2001 Sauvageonne Les Ruffes, Coteaux de Languedoc ($8): All you funk lovers, check out the sweaty, barnyard-y aromas the first waft from the glass. Very ripe fruit (stewed prunes; jammy red fruits). Fairly rich texture for the money. Red meat served medium rare would be nice.
2000 Le Calice de St. Pierre, Chateuneuf du Pape ($29): Super soft and delicate, as Rhones go, with telltale cherry, raspberry and kirsch aromas and flavors. A terribly pretty wine, one to linger over rather than gulp. Save some for roast turkey, now or later in the year.

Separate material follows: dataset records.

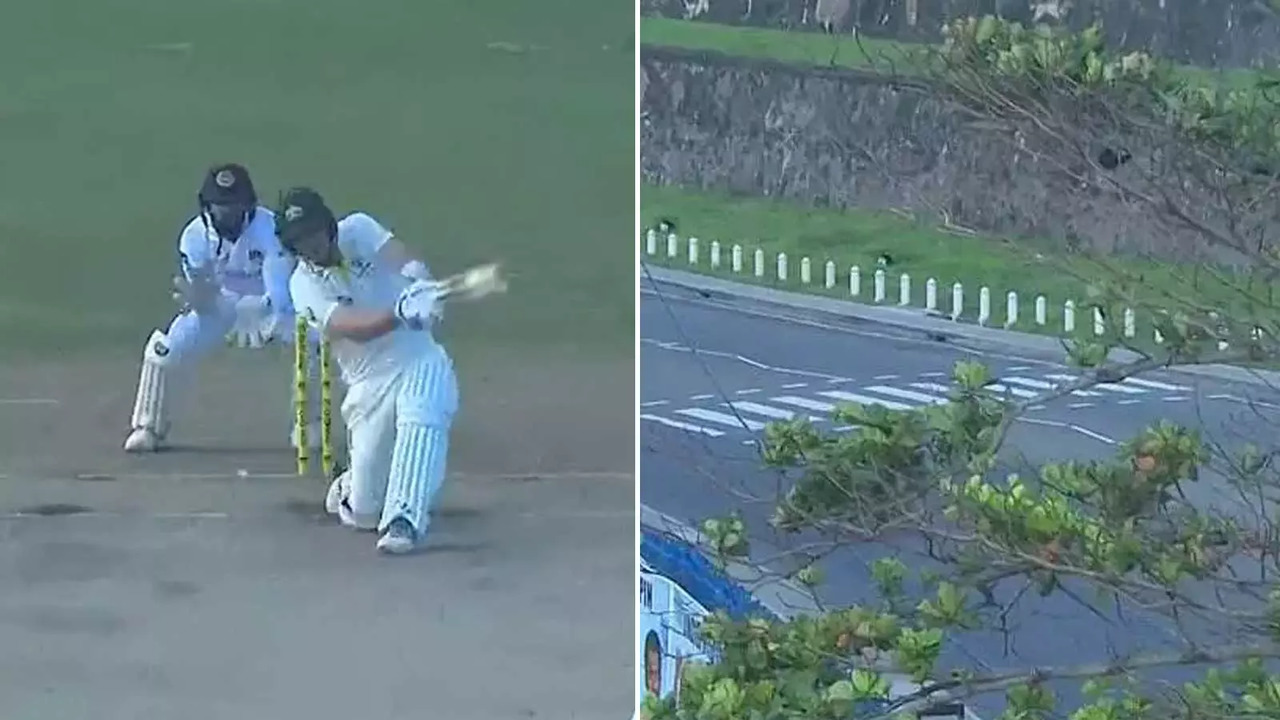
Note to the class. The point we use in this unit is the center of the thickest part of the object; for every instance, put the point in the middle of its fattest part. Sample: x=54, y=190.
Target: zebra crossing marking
x=864, y=400
x=746, y=415
x=804, y=402
x=680, y=425
x=723, y=419
x=763, y=410
x=908, y=395
x=1112, y=387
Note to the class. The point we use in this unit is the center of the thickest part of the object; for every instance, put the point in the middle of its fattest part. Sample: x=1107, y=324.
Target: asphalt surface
x=699, y=355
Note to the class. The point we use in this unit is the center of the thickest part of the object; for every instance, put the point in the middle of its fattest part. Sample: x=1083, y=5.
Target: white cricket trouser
x=398, y=440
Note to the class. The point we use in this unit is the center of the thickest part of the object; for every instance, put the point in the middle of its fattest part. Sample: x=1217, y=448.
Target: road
x=711, y=376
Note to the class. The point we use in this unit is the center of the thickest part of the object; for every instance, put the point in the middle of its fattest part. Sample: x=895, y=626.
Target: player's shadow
x=223, y=450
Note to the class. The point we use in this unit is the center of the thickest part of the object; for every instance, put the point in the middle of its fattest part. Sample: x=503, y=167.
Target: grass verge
x=824, y=50
x=920, y=250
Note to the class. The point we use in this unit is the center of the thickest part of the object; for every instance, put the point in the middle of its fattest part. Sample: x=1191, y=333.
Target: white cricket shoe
x=142, y=440
x=337, y=493
x=400, y=538
x=350, y=519
x=336, y=504
x=312, y=436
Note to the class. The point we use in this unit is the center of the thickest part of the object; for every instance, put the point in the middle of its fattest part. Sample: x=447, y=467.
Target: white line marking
x=1120, y=388
x=763, y=410
x=1086, y=432
x=745, y=360
x=108, y=514
x=1029, y=382
x=766, y=411
x=804, y=402
x=864, y=400
x=645, y=288
x=1068, y=379
x=908, y=395
x=1153, y=384
x=713, y=417
x=1014, y=391
x=245, y=474
x=680, y=425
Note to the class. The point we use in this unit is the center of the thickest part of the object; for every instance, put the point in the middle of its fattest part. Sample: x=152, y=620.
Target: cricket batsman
x=231, y=244
x=360, y=287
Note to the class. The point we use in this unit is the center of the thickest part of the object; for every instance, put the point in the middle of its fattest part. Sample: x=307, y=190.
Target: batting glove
x=417, y=304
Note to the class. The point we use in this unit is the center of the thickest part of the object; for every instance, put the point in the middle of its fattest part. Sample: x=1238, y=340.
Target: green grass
x=858, y=237
x=476, y=131
x=823, y=50
x=922, y=250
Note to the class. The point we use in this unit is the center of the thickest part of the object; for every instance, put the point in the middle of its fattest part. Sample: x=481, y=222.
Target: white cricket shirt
x=365, y=282
x=255, y=264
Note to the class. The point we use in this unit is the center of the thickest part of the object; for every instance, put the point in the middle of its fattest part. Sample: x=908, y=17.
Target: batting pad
x=417, y=472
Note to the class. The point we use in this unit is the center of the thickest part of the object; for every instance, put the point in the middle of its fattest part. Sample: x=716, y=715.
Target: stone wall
x=842, y=139
x=1198, y=32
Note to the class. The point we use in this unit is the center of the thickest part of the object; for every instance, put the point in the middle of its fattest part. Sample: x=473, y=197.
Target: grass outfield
x=478, y=131
x=920, y=250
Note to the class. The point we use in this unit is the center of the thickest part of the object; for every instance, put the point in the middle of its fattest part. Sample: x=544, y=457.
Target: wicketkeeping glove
x=200, y=294
x=254, y=322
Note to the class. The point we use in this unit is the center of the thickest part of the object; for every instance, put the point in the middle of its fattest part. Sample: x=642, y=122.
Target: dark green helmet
x=306, y=226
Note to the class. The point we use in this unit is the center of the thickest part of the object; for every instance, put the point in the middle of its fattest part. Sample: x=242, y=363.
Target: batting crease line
x=100, y=514
x=245, y=474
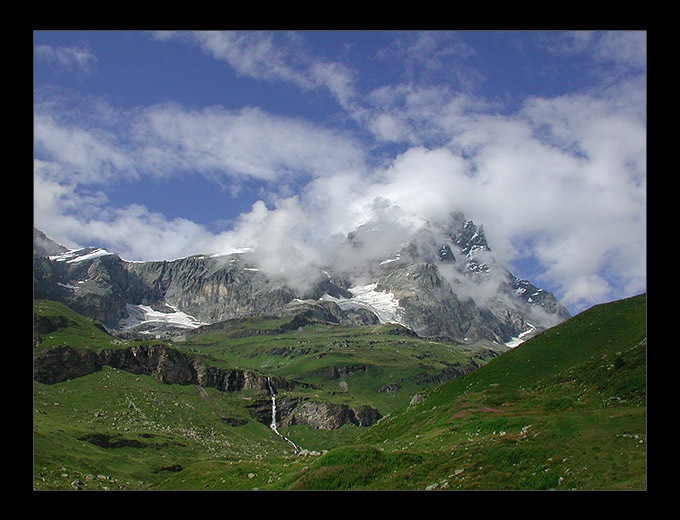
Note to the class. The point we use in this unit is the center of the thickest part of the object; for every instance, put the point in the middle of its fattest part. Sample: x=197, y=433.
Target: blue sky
x=159, y=145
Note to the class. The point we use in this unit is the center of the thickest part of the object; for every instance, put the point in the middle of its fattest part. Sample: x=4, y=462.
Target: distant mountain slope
x=442, y=281
x=565, y=410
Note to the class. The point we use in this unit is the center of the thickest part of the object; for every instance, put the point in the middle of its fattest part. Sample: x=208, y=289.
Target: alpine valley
x=413, y=362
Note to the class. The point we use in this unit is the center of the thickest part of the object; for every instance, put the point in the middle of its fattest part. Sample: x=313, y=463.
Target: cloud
x=560, y=181
x=271, y=56
x=73, y=59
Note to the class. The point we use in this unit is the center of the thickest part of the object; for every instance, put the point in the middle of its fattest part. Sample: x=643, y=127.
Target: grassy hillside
x=564, y=410
x=138, y=433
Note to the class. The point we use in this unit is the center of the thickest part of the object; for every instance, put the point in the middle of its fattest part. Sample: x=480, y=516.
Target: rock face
x=443, y=281
x=167, y=365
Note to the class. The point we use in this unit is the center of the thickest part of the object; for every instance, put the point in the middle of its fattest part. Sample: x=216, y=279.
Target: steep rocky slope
x=442, y=281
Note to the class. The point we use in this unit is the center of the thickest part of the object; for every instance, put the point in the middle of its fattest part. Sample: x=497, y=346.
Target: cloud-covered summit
x=312, y=135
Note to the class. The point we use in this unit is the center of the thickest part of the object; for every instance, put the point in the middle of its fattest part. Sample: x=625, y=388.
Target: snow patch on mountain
x=382, y=303
x=517, y=340
x=80, y=255
x=145, y=315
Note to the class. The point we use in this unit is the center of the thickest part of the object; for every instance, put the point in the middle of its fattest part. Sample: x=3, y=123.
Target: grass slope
x=115, y=430
x=565, y=410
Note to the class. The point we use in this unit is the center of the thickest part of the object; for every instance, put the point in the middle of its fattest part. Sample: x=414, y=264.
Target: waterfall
x=273, y=424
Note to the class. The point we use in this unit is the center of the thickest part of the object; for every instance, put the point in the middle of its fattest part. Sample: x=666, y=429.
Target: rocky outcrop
x=59, y=363
x=166, y=364
x=318, y=415
x=328, y=416
x=444, y=279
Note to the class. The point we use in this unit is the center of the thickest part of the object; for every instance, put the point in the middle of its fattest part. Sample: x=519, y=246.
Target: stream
x=273, y=424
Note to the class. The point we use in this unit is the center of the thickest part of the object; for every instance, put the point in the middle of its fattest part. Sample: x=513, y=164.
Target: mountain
x=366, y=406
x=565, y=410
x=440, y=281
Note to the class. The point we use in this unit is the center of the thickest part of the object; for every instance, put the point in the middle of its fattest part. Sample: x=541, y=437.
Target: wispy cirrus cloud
x=73, y=59
x=559, y=180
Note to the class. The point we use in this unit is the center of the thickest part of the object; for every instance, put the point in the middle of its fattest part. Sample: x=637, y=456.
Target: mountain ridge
x=442, y=281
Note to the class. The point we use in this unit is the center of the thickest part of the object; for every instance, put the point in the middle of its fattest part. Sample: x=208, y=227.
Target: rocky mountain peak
x=439, y=280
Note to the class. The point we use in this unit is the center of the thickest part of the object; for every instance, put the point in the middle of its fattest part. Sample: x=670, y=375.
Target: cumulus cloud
x=76, y=59
x=560, y=180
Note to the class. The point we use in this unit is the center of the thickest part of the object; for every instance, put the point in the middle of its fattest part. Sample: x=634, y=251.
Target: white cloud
x=561, y=180
x=79, y=59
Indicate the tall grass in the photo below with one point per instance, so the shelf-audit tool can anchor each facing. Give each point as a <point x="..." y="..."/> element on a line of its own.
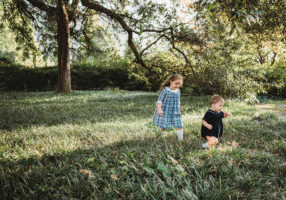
<point x="101" y="145"/>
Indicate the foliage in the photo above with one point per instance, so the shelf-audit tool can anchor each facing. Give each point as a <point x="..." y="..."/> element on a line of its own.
<point x="100" y="145"/>
<point x="276" y="80"/>
<point x="101" y="75"/>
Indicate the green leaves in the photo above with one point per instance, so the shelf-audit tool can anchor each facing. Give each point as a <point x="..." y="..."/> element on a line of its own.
<point x="164" y="169"/>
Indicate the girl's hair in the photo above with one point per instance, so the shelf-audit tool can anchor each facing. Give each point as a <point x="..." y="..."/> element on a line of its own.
<point x="173" y="77"/>
<point x="215" y="99"/>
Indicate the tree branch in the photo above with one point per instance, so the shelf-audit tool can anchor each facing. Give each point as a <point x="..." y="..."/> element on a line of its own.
<point x="42" y="6"/>
<point x="123" y="24"/>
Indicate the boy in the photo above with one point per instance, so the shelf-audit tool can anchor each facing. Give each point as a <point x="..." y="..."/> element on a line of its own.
<point x="212" y="126"/>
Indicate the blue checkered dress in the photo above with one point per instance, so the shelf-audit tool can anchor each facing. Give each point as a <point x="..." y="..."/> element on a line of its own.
<point x="171" y="109"/>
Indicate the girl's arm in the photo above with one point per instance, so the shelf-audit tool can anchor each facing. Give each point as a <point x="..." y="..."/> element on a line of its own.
<point x="159" y="108"/>
<point x="207" y="125"/>
<point x="160" y="101"/>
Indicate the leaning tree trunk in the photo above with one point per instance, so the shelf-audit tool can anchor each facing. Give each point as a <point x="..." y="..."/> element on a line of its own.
<point x="64" y="78"/>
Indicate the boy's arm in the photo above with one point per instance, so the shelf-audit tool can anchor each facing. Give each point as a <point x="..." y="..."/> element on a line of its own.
<point x="207" y="125"/>
<point x="227" y="114"/>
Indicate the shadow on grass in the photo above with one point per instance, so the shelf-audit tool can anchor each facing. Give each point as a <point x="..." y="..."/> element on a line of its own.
<point x="23" y="114"/>
<point x="23" y="110"/>
<point x="120" y="170"/>
<point x="149" y="168"/>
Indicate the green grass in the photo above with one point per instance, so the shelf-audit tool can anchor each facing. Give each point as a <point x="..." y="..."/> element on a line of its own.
<point x="101" y="145"/>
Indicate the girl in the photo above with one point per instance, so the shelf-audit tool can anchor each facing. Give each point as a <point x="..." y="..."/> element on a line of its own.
<point x="167" y="113"/>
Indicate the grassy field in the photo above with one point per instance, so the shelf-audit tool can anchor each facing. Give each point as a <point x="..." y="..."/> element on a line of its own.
<point x="101" y="145"/>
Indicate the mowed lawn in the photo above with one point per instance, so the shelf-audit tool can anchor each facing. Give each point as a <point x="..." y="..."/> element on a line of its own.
<point x="102" y="145"/>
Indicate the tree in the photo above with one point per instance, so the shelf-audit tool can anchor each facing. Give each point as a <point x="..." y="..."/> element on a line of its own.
<point x="145" y="20"/>
<point x="52" y="19"/>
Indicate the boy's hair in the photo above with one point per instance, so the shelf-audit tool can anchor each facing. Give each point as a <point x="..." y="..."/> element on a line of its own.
<point x="173" y="77"/>
<point x="215" y="99"/>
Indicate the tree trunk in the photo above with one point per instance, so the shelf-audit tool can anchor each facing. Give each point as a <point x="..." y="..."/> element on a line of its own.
<point x="64" y="78"/>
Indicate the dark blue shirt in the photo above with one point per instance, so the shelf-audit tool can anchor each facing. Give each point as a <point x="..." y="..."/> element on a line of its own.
<point x="215" y="119"/>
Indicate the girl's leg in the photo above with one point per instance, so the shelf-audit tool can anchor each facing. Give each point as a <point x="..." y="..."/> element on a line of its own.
<point x="211" y="140"/>
<point x="180" y="134"/>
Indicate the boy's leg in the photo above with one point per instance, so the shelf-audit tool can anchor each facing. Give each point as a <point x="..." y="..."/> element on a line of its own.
<point x="211" y="140"/>
<point x="180" y="134"/>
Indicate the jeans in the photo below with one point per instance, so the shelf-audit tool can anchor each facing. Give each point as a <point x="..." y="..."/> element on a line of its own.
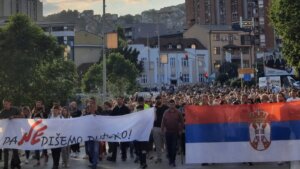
<point x="93" y="149"/>
<point x="65" y="153"/>
<point x="15" y="161"/>
<point x="171" y="141"/>
<point x="141" y="151"/>
<point x="159" y="140"/>
<point x="56" y="156"/>
<point x="75" y="148"/>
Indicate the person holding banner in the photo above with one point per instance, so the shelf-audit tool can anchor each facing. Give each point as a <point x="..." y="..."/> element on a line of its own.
<point x="10" y="112"/>
<point x="172" y="126"/>
<point x="65" y="152"/>
<point x="158" y="135"/>
<point x="93" y="145"/>
<point x="141" y="146"/>
<point x="75" y="112"/>
<point x="56" y="114"/>
<point x="120" y="109"/>
<point x="26" y="113"/>
<point x="38" y="112"/>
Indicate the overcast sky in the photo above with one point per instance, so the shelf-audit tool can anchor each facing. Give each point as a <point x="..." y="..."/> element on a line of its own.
<point x="120" y="7"/>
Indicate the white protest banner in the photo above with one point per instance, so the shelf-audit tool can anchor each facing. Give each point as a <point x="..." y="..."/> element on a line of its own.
<point x="30" y="134"/>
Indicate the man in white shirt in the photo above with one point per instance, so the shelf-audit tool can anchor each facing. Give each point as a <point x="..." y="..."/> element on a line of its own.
<point x="293" y="96"/>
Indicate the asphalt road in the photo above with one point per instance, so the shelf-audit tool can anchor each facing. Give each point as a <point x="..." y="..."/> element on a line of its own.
<point x="80" y="163"/>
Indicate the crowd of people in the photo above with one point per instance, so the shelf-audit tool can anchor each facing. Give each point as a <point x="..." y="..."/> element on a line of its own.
<point x="168" y="129"/>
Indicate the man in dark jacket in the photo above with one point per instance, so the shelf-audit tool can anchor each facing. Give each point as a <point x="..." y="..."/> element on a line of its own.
<point x="120" y="109"/>
<point x="10" y="112"/>
<point x="158" y="136"/>
<point x="75" y="112"/>
<point x="172" y="126"/>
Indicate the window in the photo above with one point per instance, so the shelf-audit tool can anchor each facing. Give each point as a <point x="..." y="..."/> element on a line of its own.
<point x="144" y="79"/>
<point x="216" y="37"/>
<point x="217" y="64"/>
<point x="193" y="46"/>
<point x="172" y="62"/>
<point x="261" y="20"/>
<point x="217" y="50"/>
<point x="179" y="46"/>
<point x="184" y="62"/>
<point x="234" y="10"/>
<point x="246" y="40"/>
<point x="186" y="78"/>
<point x="246" y="63"/>
<point x="246" y="51"/>
<point x="202" y="77"/>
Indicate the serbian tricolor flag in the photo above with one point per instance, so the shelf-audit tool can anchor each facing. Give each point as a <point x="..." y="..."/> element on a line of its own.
<point x="243" y="133"/>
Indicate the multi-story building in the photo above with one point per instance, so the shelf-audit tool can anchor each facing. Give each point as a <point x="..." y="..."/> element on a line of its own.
<point x="177" y="61"/>
<point x="64" y="32"/>
<point x="224" y="44"/>
<point x="228" y="12"/>
<point x="31" y="8"/>
<point x="87" y="48"/>
<point x="144" y="30"/>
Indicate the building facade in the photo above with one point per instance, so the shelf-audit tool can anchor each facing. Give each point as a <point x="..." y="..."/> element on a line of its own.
<point x="64" y="33"/>
<point x="144" y="30"/>
<point x="224" y="44"/>
<point x="31" y="8"/>
<point x="88" y="48"/>
<point x="174" y="63"/>
<point x="228" y="12"/>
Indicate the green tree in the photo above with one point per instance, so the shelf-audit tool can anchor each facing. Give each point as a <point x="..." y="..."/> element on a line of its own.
<point x="25" y="52"/>
<point x="121" y="75"/>
<point x="285" y="17"/>
<point x="128" y="53"/>
<point x="230" y="69"/>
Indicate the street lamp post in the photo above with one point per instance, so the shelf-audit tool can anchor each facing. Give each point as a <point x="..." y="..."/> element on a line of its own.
<point x="104" y="57"/>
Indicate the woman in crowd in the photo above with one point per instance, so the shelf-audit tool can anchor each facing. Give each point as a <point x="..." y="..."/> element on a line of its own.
<point x="65" y="151"/>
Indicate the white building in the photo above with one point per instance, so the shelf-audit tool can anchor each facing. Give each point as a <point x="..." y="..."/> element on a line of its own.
<point x="187" y="62"/>
<point x="31" y="8"/>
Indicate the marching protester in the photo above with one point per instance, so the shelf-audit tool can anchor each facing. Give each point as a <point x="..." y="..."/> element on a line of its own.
<point x="75" y="112"/>
<point x="65" y="151"/>
<point x="26" y="113"/>
<point x="293" y="96"/>
<point x="56" y="114"/>
<point x="10" y="112"/>
<point x="120" y="109"/>
<point x="172" y="126"/>
<point x="93" y="145"/>
<point x="38" y="112"/>
<point x="158" y="135"/>
<point x="141" y="146"/>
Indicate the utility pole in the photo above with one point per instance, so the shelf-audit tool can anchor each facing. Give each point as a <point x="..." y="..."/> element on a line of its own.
<point x="103" y="50"/>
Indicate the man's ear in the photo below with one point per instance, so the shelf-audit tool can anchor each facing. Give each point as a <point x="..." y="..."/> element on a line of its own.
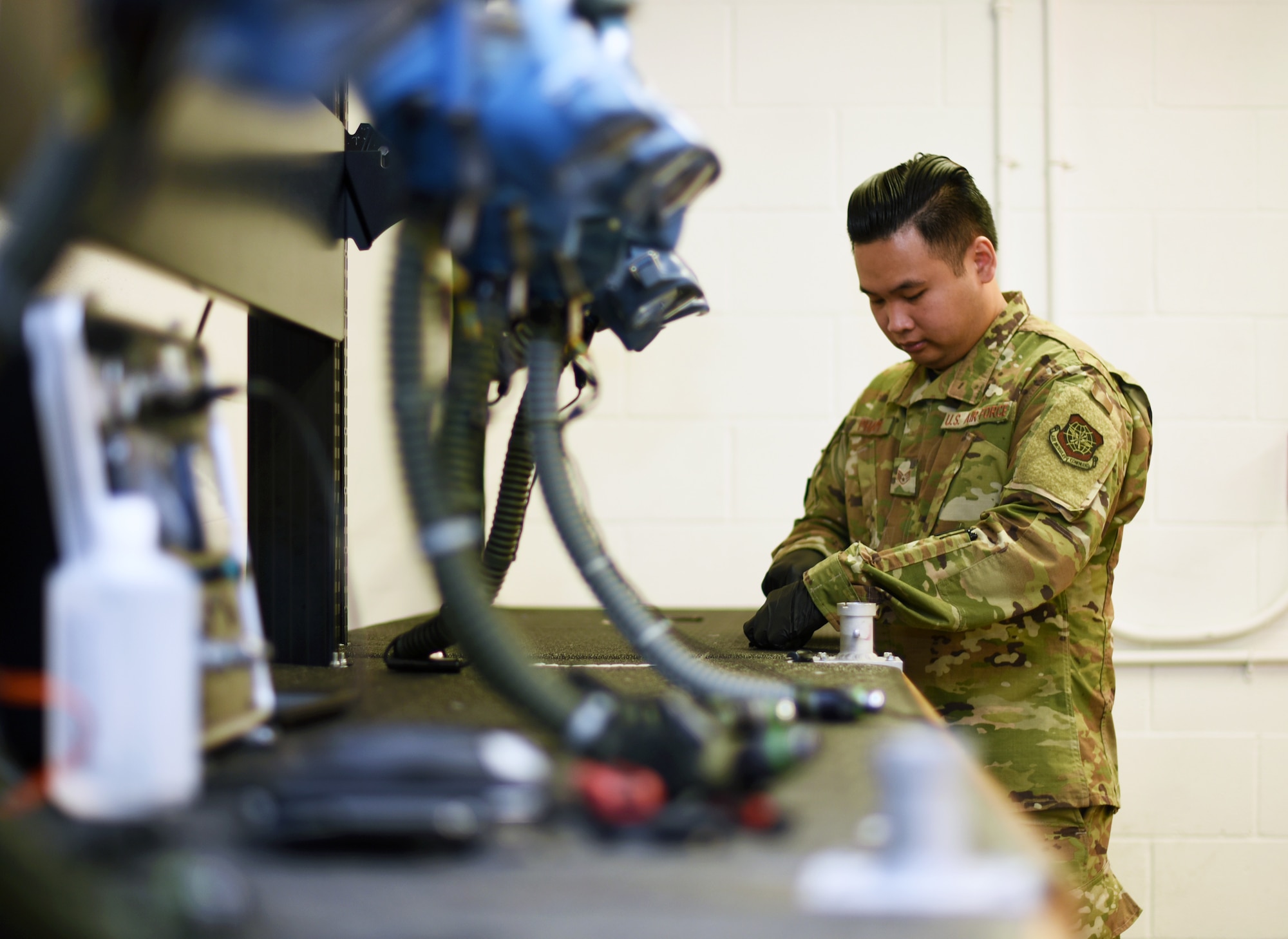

2001 Thomas Hyland cabernet sauvignon, Penfolds, South Australia ($13): A good example of the Australian art with cabernet: a light shade of black, for starters, followed by waves of scents of sweet vanillin oak, plum jam and strawberry fruit leather; with ample but unobtrusive tannin and an overall, arch, high-toned texture, just whispering when it's time to finish. Grilled steak, definitely grilled steak.
2001 Veramonte cabernet sauvignon, Maipo, Chile ($9): Nicely balanced among its parts: a touch of grit from tannin (both from oak and grape skins), lush, dark fruit character (plums, black currants) in both the nose and on the tongue. Try with most any beef preparation.